Amid the weeknight din of Ruby Foo’s, the hostess bore complimentary cocktails—a peace offering, for making Julie and ­Samantha wait twenty minutes for their reserved table. She offered one drink to Julie and one to … Wait a minute. Peering at Samantha, she said, “I want to give this to you, but …”

Samantha, who had just been listening to her mother describe what an “awful, awful slob” she was as a teenager, nodded toward Julie and said, “You should give it to her.”

At one point at Ruby Foo’s, it occurred to me that the hostess had made an honest calculation when settling on her genre of olive branch. The gift of pretty drinks assumed a friendship. The cocktails said, “Enjoy your girls’ night out!”

And from a distance anyone might’ve figured mother and daughter for pals. Samantha refrained from the typical teenage indicators of mother-induced misery. No mortified slumping, no glassy stare, no snapping, no sighing, no episodic glaring, no thumbing out one cell-phone SOS after another. And Julie? When Samantha spoke, Julie listened until her daughter had completed her thought. Which I assumed happened only in dreams and completely unrealistic movies.

Seriously, was there no discord? They assured me that there was. Sometimes they fought “all day long.”

Over what?

Hmm. “Clean up your room?” “Don’t make me clean my room? I like my stuffed animals on the floor. I’m comfortable with my stuffed animals on the floor. Let me be me!”

I watched them closely. Humans are only so good at hiding jealousies and tensions, even for short periods of time. We all come with our little tells, and mothers and daughters are human control panels of buttons waiting to be pushed. There’s not a teenager alive who hasn’t considered her mom intolerable and embarrassing, or pretended not to know her in public, but based on what I was seeing, it was possible to achieve the opposite.

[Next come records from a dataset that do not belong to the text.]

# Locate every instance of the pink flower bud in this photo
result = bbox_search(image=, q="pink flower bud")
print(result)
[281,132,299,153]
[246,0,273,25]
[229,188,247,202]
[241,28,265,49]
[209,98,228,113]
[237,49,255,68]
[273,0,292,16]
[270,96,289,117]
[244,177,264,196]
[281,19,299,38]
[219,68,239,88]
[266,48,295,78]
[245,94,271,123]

Watching Julie and Samantha felt a little like seeing a fantasy come to life. My mom hasn’t let me finish a sentence since 1975. We have never shared clothes. We do not text. She often e-mails me, hilariously, in all-caps, because it’s easier than finding the uncap key. Neither she nor I have ever uttered the word sex in the other’s presence. In fact, I’m positive my mom has never spoken the word at all. I now understand all of that; her parenting approach was a generational mandate. But sometimes, as a pre-­Gilmore Girls teenager, I had this idea that mothers and daughters should walk arm-in-arm down leafy autumn roads wearing artfully knotted scarves, exchange gentle information on mean-girl management and boyfriends, and race home through the dappled sunlight to make cocoa. Once, in college, I tried to achieve this scenario with an aunt. It just felt weird.

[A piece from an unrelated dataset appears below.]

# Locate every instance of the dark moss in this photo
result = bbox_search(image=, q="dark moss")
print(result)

Now mother-daughter BFFdom is a thing, having morphed its way onto the radar of sociologists, psychologists, ­authors, designers, marketers, and reality-show creators. The willingness to ­exploit one’s pubescent daughter for adult dating and fashion advice must be a Real ­Housewives casting prerequisite, and there’s no telling what the upcoming VH1 reality show Mama Drama will bring as it focuses on the turbo version of bestie mothers: “the partying parent who shares drinks, wardrobe, and social life with her daughter, and occasionally needs to be reminded that she’s the parent.”

Now that the phenomenon is here, it’s a little like watching the genie leave the bottle. You hope you’ve made the right wish.